Intuition of the approach

One of the biggest challenges with limited annotated data is overfitting, as the pixel-based information from labeled images is not easily generalizable. To address this issue, Xu et al. propose two segmentation heads: a standard linear prediction head and a prototype-based prediction head. A consistency loss is employed to encourage consistency between these two heads.

In semantic segmentation, the variation within the same class can be significant. For example, in the “person” class, there can be pixels for the head, hands, feet, etc. which all look quite different.

The prototype approach involves representing each class with multiple prototypes rather than learning to predict from features to a class in a matrix multiplication. This way, there can be a prototype for the head and another one for the hand in the “person” class.

When a linear classifier learns to correctly predict a class C from features (a, b, c) where a and b are features indicative of the class and c is irrelevant, then the linear classifier will learn to put a low weight on c.

In contrast, a prototype will have c as a relevant dimension as well and cannot undo that, so by ensuring consistency between both, the neural network can learn to rather set the feature c low in this case rather than the weight of c and by this it generates a better representation.


Figure 1 taken from the paper - illustration of the method, see explanation below in text.
Figure 1 taken from the paper - illustration of the method, see explanation below in text.

Their semi-supervised approach works like this (Algorithm 1 + 2 in the paper):

  • Prototypes are initialized:
    • They first train in a regular supervised fashion with the available labels
    • Then feature representations are extracted from the trained network by sampling a certain amount of pixels for each class
    • K-means clustering is used on the sampled representations for each class to create K clusters.
    • For each cluster, the features of it are averaged to obtain K prototypes per class.
  • Train on a labeled and unlabeled set with a student and teacher network
  • The student network uses two segmentation heads (linear and prototype head) and is trained using gradient descent
  • The teacher network uses only the linear head and is an exponential moving average of the student (very slow moving)
  • Each batch is sampled with 50% labeled and 50% unlabeled data
  • For the labeled data, the student network is updated using standard gradient descent
  • For unlabeled data:
    • the teacher generated pseudo-labels using weak augmented versions of the images
    • the student gets a strong augmented version using CutMix and is updated based on the teacher’s predictions (pseudo-labels)
  • The prototypes are updated based on ground truth labels and pseudo-labels
    • The update is done with a parameter alpha which controls how much of the old representation to keep (here alpha = 0.99)
    • The currently learned feature representation is added to alpha times the old representation (1-alpha) times.
    • The pseudo-labels are only used when their prediction confidence is larger than the parameter tau (see below)

To check for each pixel which class it belongs to in the prototype setting, cosine similarity is used.

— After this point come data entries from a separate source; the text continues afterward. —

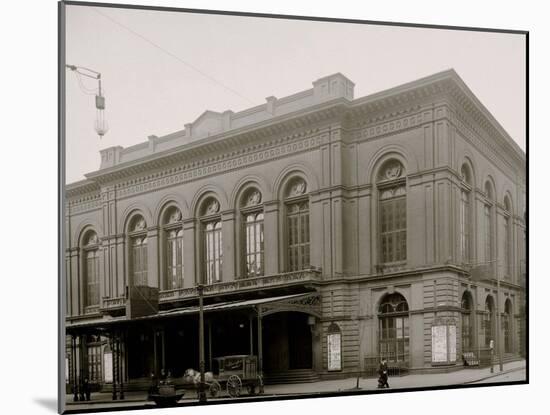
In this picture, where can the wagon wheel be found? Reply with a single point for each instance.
(260, 382)
(234, 386)
(214, 388)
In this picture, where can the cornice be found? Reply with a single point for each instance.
(259, 153)
(387, 112)
(227, 143)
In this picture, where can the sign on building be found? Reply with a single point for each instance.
(108, 366)
(334, 348)
(444, 341)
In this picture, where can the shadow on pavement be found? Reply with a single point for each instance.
(48, 403)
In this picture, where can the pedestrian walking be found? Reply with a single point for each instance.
(86, 389)
(383, 373)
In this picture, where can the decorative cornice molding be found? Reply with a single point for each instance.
(213, 166)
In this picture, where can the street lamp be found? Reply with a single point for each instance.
(202, 392)
(100, 125)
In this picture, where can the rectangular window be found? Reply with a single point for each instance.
(254, 244)
(213, 252)
(174, 260)
(94, 364)
(393, 229)
(92, 278)
(465, 226)
(298, 236)
(139, 261)
(488, 237)
(507, 248)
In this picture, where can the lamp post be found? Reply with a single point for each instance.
(101, 126)
(202, 392)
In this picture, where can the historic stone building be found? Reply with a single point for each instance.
(328, 232)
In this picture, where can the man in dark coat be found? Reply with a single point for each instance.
(383, 372)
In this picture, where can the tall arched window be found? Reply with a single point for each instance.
(212, 241)
(392, 212)
(506, 326)
(138, 251)
(253, 229)
(465, 214)
(508, 269)
(489, 227)
(173, 236)
(91, 269)
(297, 225)
(489, 320)
(393, 318)
(467, 322)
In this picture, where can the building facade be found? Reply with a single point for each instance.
(327, 231)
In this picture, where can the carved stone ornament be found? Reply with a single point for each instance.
(140, 225)
(253, 198)
(392, 171)
(93, 239)
(175, 216)
(212, 207)
(298, 188)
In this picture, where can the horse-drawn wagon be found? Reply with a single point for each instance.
(232, 373)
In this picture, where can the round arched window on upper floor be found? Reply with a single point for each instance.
(252, 214)
(212, 248)
(466, 205)
(138, 251)
(467, 317)
(172, 227)
(90, 249)
(297, 224)
(393, 321)
(392, 212)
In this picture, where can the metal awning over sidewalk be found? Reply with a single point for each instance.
(307, 303)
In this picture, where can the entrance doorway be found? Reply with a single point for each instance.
(287, 342)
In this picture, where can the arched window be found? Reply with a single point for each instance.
(297, 225)
(467, 322)
(392, 212)
(489, 227)
(393, 318)
(465, 214)
(506, 326)
(138, 251)
(173, 237)
(212, 241)
(508, 271)
(253, 229)
(488, 320)
(91, 269)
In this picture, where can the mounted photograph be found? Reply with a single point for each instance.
(259, 207)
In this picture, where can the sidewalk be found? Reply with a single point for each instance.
(463, 376)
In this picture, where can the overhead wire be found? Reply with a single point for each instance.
(174, 56)
(83, 87)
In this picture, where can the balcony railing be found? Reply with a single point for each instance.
(113, 304)
(245, 284)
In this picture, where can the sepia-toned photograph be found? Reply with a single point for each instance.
(268, 207)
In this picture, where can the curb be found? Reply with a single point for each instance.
(144, 401)
(494, 375)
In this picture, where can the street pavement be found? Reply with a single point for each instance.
(513, 371)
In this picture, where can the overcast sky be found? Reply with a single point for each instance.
(161, 70)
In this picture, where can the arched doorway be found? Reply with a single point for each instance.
(489, 320)
(287, 342)
(393, 335)
(466, 306)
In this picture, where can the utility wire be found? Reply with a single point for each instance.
(212, 79)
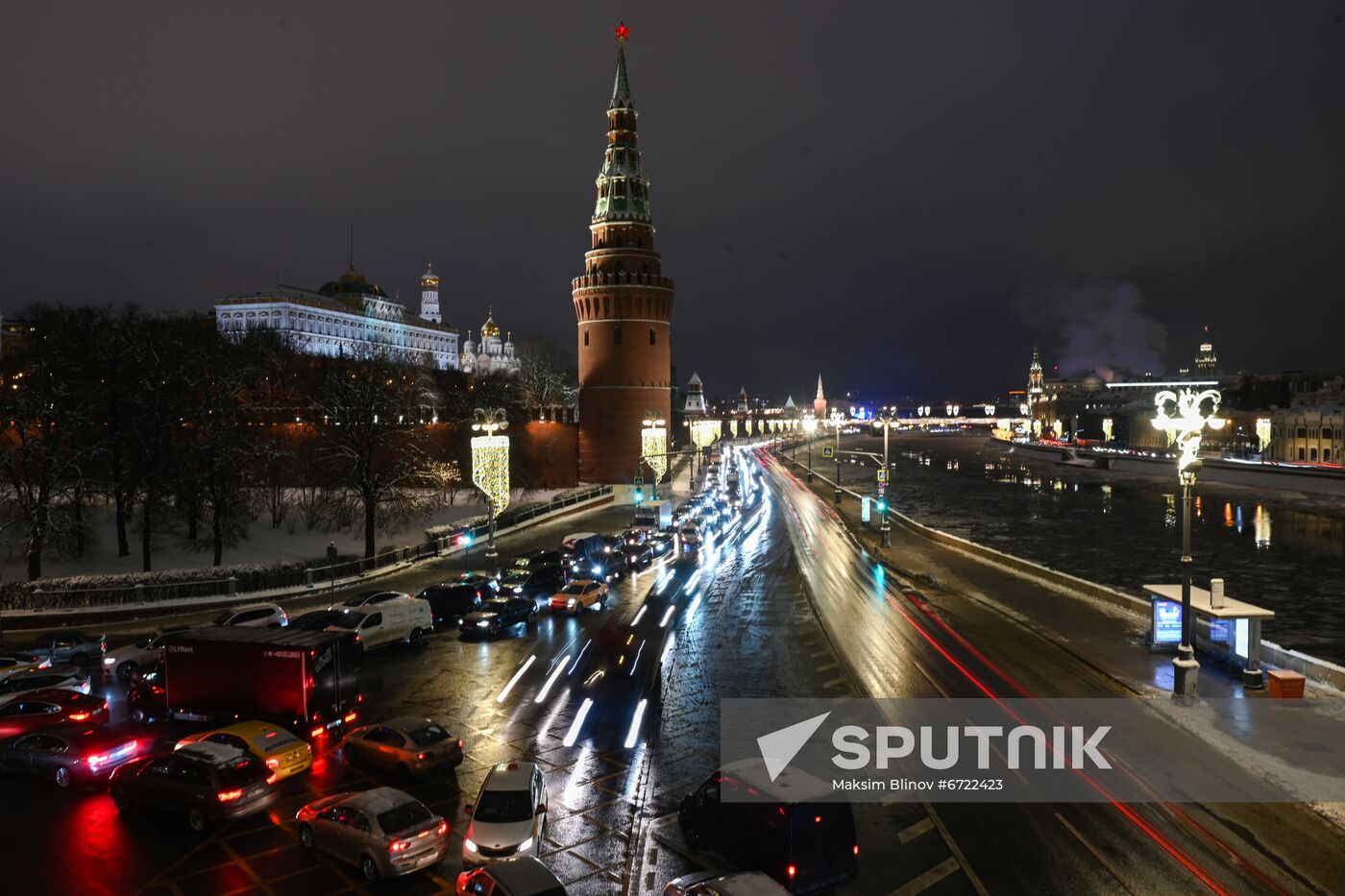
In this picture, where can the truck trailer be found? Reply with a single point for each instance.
(306, 680)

The prototype with the highest similarity to the pixel determines its class assigment.

In addition, a temperature parameter is used for the softmax based prototype similarity which is set to 0.1 to make the distribution sharper, i.e. closer to argmax.

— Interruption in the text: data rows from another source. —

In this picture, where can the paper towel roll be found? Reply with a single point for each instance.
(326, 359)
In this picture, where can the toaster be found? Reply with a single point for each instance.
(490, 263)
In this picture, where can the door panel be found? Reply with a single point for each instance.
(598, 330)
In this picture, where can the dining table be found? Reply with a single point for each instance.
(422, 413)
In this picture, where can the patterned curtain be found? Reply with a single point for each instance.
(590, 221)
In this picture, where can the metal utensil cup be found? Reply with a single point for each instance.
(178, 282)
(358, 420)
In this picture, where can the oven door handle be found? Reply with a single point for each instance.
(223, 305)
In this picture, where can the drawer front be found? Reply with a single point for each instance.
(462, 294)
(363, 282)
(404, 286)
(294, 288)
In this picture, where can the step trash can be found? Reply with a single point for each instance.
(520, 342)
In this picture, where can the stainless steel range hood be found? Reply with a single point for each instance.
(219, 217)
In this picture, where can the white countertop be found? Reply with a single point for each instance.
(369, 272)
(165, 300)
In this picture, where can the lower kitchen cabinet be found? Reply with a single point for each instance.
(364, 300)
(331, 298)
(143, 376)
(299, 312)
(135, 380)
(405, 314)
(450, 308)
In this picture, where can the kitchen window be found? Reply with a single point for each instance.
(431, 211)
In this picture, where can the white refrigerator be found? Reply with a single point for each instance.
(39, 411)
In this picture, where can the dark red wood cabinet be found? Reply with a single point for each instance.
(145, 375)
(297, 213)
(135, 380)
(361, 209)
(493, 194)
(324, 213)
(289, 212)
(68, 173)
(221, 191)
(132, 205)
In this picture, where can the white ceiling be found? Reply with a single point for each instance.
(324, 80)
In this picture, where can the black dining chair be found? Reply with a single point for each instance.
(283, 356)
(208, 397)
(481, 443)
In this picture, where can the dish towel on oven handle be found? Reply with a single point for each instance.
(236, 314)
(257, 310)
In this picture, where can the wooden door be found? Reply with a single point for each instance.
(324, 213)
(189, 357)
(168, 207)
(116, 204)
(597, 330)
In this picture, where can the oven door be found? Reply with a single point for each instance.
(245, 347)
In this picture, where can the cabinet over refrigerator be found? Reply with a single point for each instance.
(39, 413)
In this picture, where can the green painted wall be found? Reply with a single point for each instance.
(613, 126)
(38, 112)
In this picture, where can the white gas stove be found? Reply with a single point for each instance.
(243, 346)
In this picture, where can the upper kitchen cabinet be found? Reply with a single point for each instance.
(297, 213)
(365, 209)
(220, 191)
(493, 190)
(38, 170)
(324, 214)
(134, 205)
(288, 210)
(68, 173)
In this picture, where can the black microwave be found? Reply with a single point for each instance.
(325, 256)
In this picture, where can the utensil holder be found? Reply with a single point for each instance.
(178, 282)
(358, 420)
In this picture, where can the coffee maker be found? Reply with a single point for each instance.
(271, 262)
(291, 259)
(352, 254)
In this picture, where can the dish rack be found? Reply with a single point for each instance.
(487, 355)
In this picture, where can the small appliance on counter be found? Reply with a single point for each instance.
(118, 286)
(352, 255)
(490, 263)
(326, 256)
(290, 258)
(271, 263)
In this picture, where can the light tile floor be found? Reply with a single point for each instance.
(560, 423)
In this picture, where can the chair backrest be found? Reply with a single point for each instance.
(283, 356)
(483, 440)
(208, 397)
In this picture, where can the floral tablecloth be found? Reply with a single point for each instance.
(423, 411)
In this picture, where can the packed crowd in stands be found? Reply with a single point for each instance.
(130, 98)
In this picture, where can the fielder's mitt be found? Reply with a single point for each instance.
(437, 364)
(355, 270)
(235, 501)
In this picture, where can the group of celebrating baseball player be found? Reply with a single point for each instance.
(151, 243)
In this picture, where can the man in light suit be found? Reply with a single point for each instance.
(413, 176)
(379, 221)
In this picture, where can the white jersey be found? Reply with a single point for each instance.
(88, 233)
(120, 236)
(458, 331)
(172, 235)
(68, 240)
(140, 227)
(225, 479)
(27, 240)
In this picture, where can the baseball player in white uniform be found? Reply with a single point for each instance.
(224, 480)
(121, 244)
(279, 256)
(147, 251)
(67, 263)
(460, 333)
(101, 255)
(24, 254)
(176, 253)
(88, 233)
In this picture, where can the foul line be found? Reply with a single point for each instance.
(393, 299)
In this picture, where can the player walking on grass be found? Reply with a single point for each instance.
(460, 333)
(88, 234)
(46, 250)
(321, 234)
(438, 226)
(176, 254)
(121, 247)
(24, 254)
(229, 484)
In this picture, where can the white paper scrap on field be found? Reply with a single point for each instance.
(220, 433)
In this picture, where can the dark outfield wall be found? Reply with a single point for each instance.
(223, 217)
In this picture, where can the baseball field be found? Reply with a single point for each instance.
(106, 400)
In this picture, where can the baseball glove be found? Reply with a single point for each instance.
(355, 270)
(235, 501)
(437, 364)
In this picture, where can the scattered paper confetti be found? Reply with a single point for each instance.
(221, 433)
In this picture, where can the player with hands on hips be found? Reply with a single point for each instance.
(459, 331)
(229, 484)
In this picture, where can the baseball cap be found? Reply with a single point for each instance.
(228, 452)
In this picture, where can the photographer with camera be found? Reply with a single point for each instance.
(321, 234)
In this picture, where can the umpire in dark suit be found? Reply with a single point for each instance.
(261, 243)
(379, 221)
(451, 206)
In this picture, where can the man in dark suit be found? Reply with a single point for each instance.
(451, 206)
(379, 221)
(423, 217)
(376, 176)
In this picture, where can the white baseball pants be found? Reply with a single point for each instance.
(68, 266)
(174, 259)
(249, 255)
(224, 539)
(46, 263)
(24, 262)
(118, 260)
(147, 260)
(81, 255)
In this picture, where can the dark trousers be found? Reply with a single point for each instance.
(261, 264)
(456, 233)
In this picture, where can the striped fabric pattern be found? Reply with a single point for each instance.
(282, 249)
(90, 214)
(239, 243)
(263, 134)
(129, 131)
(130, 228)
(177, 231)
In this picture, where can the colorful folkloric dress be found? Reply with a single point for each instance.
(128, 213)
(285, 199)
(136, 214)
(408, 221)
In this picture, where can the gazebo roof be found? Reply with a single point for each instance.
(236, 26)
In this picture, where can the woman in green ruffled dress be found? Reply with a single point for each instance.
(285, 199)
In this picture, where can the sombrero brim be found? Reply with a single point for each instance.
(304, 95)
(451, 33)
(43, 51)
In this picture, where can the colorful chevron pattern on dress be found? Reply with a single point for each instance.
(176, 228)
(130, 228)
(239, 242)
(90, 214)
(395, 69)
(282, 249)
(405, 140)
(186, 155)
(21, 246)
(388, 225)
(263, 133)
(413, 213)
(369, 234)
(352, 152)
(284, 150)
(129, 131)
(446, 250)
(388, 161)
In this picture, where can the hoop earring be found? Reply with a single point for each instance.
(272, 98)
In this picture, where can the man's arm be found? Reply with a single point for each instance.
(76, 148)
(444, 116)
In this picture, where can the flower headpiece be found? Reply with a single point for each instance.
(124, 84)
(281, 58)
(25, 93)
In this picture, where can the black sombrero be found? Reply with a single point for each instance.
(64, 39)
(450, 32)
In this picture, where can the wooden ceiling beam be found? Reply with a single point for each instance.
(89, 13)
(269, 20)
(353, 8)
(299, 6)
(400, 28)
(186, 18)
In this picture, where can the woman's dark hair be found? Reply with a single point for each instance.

The parameter tau controls which predictions of the teacher are actually used for training the student. Tau can be considered a confidence parameter, so if a prediction probability is larger than tau, it can be used for training the student. Phrased differently, each prediction of the teacher must be larger than tau, so the confidence is high that it will be a good target label for the student. In the paper, tau is set to 0.8.

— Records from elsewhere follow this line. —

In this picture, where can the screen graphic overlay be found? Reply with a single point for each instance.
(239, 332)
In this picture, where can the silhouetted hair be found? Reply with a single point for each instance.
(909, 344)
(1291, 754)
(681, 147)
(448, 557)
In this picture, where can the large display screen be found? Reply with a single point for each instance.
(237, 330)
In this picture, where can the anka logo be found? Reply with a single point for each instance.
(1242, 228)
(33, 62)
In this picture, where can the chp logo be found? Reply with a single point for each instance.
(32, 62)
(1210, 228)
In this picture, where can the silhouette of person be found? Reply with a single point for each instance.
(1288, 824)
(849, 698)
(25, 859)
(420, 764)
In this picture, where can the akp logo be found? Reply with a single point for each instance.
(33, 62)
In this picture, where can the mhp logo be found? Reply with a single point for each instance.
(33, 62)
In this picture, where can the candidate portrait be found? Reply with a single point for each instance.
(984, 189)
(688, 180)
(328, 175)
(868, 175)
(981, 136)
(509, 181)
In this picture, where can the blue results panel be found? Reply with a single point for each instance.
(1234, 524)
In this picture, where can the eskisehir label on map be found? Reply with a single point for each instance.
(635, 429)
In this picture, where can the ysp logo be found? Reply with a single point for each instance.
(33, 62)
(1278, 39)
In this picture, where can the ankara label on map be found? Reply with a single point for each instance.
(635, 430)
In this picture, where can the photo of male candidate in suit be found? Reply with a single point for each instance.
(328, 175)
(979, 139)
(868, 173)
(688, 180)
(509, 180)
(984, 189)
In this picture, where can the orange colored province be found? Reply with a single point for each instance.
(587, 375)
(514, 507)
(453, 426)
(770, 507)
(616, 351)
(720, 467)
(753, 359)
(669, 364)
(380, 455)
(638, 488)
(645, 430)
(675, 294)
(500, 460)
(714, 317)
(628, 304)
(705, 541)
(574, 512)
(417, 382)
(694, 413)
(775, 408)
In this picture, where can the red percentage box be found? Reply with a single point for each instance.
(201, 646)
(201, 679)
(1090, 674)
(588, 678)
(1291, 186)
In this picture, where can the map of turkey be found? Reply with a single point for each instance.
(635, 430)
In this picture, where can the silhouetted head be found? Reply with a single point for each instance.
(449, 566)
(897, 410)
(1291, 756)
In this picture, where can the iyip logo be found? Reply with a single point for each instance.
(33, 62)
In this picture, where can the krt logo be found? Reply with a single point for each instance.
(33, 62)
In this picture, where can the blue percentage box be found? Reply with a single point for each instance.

The model they are using is a ResNet-101 backbone with a DeepLabv3+ decoder with a batch size of 16 (trained on 8 V100 GPUs).


Results look convincing especially the less annotated data you have available where they beat supervised baselines by a large margin and also other semi-supervised methods.

Here is an example result for training on the PASCAL VOC 2012 data set with mean intersection over union (mIoU) as the relevant target metric on the validation data:

Table 1 taken from the paper - mIoU on PASCAL VOC 2012 val data.
Table 1 taken from the paper - mIoU on PASCAL VOC 2012 val data.

Note that compared to the “supervised only” approach, they use several additional images without the labels to get this significant boost of performance.

In addition to numerical results, a t-sne plot of the data distribution is provided which compares the supervised only approach with the proposed approach without prototypes and with the full proposed approach. It can be seen that for some classes, the prototypes lead to a much compacter representation:

Figure 2 taken from the paper - compactness of person class (red outlined box) is better when using prototypes.
Figure 2 taken from the paper - compactness of person class (red outlined box) is better when using prototypes.